Aristote fut incomparablement plus sage ; il douta de ce qui n’était pas prouvé. S’il donna des règles du raisonnement, qu’on trouve aujourd’hui trop scolastiques, c’est qu’il n’avait pas pour auditeurs et pour lecteurs un Montaigne, un Charron, un Bacon, un Hobbes, un Locke, un Shaftesbury, un Bolingbroke, et les bons philosophes de nos jours. Il fallait démonter, par une méthode sûre, le faux des sophismes de Platon, qui supposait toujours ce qui est en question. Il était nécessaire d’enseigner à confondre des gens qui vous disaient franchement : « Le vivant vient du mort, donc les âmes sont dans les enfers. » Cependant le style de Platon prévalut, quoique ce style de prose poétique ne convienne point du tout à la philosophie. En vain Démocrite et ensuite Epicure combattirent les systèmes de Platon ; ce qu’il y avait de plus sublime dans son roman de l’âme fut applaudit presque généralement ; et lorsque Alexandrie fut bâtie, les Grecs qui vinrent l’habiter furent tous platoniciens.
Les Juifs, sujets d’Alexandre, comme ils l’avaient été des rois de Perse, obtinrent de ce conquérant la permission de s’établir dans la ville nouvelle dont il jeta les fondements et d’y exercer leur métier de courtiers, auquel ils s’étaient accoutumés depuis leur esclavage dans le royaume de Babylone. Il y eut une transmigration de Juifs en Egypte, sous la dynastie des Ptolémées, aussi nombreuse que celle qui s’était faite vers Babylone.
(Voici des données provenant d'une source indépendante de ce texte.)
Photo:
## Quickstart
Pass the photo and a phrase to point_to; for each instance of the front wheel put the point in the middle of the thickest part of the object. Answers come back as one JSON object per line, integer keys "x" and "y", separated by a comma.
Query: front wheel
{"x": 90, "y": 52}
Ils bâtirent quelques temples dans le Delta, dans la ville d’Héliopolis, malgré la superstition de leurs pères, qui s’étaient persuadés que le Dieu des Juifs ne pouvait être adoré que dans Jérusalem.
Alors le système de Platon, que les Alexandrins adoptèrent, fut reçu avidement de plusieurs Juifs égyptiens qui le communiquèrent aux Juifs de la Palestine.